July 26, 2014 Destination ASEAN No Comments Email Email

People who recycle, those with car park problems at work or who have used urban rail transport systems somewhere else are more willing to pay for monorail services in Penang, Malaysia, according to a study in the Pertanika Journal of Social Sciences & Humanities.

Monorail in Kuala Lumpur, where many of the respondents may have previously used a monorail system

By contrast, other variables like age, gender, ethnicity, income, education and personal perspectives on Malaysia’s public transportation system are not significantly associated with people’s willingness-to-pay for monorail services.

The study, by Y. K. Cheah of Universiti Utara Malaysia and L. Y. Lee of Universiti Sains Malaysia, surveyed a total of 498 respondents, of whom 424 (85%) said they were willing to pay an average of RM 2 for a monorail trip to travel to work, while 74 (15%) were not willing.

The study was prompted by Penang’s heavy and growing traffic congestion problem.
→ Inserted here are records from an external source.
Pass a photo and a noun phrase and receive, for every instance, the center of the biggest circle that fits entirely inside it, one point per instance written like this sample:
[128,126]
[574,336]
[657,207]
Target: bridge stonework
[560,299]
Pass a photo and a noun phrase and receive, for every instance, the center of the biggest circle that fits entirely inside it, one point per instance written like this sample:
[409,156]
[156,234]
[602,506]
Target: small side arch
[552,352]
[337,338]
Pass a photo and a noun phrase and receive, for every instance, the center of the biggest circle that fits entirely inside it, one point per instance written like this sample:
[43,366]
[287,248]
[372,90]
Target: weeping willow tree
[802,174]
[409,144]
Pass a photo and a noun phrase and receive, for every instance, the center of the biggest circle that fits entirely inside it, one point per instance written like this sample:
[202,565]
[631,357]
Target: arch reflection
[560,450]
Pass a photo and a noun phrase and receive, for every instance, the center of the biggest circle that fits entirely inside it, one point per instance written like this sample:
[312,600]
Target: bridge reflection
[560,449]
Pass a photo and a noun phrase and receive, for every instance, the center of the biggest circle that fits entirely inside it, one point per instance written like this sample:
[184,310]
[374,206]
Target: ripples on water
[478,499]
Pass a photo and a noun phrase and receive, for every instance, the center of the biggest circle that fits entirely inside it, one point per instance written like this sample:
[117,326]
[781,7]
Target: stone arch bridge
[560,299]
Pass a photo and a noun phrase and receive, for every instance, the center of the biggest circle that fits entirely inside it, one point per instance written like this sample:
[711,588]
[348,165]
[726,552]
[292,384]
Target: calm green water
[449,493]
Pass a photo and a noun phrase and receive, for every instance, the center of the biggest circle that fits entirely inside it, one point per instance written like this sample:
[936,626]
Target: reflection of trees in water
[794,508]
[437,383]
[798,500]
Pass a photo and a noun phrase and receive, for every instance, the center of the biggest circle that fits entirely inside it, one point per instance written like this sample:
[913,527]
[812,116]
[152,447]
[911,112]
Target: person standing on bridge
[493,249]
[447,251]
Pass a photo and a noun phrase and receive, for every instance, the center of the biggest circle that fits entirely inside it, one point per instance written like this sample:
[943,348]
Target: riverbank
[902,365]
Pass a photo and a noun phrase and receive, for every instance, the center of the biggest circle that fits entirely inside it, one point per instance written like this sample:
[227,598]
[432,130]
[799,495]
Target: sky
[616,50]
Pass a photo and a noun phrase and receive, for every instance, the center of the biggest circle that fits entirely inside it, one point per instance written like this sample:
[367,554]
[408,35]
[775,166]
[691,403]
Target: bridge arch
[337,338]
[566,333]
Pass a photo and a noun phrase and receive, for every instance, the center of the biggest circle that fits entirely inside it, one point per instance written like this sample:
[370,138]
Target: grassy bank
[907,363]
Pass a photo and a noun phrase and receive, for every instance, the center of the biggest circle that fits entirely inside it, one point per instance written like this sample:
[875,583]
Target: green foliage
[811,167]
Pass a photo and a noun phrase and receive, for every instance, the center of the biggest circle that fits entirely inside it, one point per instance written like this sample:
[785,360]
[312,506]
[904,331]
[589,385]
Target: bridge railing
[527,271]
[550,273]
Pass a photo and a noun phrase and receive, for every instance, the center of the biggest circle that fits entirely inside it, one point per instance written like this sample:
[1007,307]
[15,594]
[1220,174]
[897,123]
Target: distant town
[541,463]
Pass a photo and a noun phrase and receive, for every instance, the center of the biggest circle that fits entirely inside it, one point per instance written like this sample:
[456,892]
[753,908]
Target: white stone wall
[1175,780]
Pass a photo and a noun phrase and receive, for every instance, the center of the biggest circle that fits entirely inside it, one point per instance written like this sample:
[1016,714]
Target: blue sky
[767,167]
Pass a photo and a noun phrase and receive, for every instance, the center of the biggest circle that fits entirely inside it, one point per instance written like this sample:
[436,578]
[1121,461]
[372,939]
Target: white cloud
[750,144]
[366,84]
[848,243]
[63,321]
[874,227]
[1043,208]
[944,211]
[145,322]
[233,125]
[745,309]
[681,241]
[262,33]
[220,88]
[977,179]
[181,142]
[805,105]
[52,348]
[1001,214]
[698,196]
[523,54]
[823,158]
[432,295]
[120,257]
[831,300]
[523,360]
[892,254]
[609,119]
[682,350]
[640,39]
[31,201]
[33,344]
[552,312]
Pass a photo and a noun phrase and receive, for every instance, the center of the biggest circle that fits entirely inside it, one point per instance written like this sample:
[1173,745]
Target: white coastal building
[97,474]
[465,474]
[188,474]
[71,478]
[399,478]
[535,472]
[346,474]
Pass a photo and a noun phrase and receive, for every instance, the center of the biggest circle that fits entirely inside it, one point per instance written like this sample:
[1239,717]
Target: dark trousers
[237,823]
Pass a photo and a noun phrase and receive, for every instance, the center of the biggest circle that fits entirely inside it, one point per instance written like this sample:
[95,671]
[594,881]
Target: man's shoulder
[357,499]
By 2030, it is estimated that travel demand will increase in the Malaysian state by 25-50%. In view of Penang’s traffic woes, its government has proposed building a monorail system to alleviate congestion. The purpose of this research was to identify which factors affect an individual’s willingness-to-pay for monorail service as an alternative transportation option.

Based on their findings, the authors propose various measures to further increase willingness-to-pay for monorail services, including environmental awareness programs on the risks of excessive carbon dioxide in the atmosphere and public information campaigns to promote the benefits of monorails.

Due to budget, time and geographical constraints, the survey data was limited to adults who work in the Bayan Lepas area of Penang. The authors therefore recommend surveying people who travel to or from work throughout Penang Island and the mainland in order to obtain a more representative sample. In addition, “students and pensioners should also be examined for their travel patterns and preferences.”